The success or failure of any search conducted underwater can be affected by a multitude of factors. Those of particular concern are: Surface conditions, underwater visibility, depth, bottom topography, bottom composition, vegetation, accessibility, surge, tides, currents, accuracy of bearings, water temperature, pollution, obstacles or hazards, etc.
None of these listed factors can be controlled by the searcher. There is, in fact, only one aspect of an underwater search that can be controlled - organization. The other factors must be taken into consideration when a search is planned. Each must be considered as the search is organized and methods altered to ensure that the most effective and efficient means are implemented. However, it is most often organization of the Dive Team (or lack thereof), which most significantly impacts the outcome of an underwater search. Organization is the difference between a systematic, methodical approach to the search and a bunch of divers doing their own thing in the water.

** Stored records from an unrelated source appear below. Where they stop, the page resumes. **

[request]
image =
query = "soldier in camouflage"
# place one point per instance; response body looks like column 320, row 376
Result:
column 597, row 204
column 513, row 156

There is a common misperception that a diver need only get to the bottom to efficiently search for sunken objects. Often divers inexperienced in search and recovery are under the impression that they need only descend where a helpful witness indicates and there the object will be. Unfortunately, this is the exception rather than the rule. More frequently, divers searching for an object have made a poor showing due to lack of organization, planning, and experience.
Divers participating in an organized underwater search receive a great deal of satisfaction when the object of the search is located and successfully recovered as this is in most cases no small feat. However, an underwater search may involve many long hard hours of diving ending in disappointment should the object of the search not be found. Unlike pleasure diving, search and recovery diving must be done at the place where the object was lost and many times without delay, which may necessitate diving under adverse conditions. The techniques involved in locating and recovering an object submersed underwater are based both in art and in science. The mechanics of the search are truly an art; while the principles applied to the operation are firmly grounded in science and mathematics.
This publication is not intended to be a manual on how to dive. In fact, we assume a degree of proficiency in the reader equal to that of an advanced level diver. This publication does not claim to be the final authority on search and recovery diving. The techniques described herein are limited to the use of open circuit scuba. In addition to those contained in this manual, there are other techniques that utilize equipment differing from that which we describe. The reader must realize that while the listed techniques and equipment will suffice to successfully accomplish the majority of underwater search and recovery operations, there often are occasions wherein further specialized techniques and equipment are required. Some examples of such are penetration searches conducted in underwater caves or wrecks, dives below ice, dives requiring decompression, or dives in polluted water.
The information and techniques presented in this website have been developed and refined over the past 30 years by the Underwater Search and Rescue Unit of the Ventura County Sheriff's Department. However, we do not claim sole authorship....much of the information contained herein has been shared both with us, and by us. The benchmark of professionalism in a public safety agency lies in the sharing of knowledge and expertise with others. It is to this end that we dedicate this publication to the professionals involved in underwater search, rescue and recovery.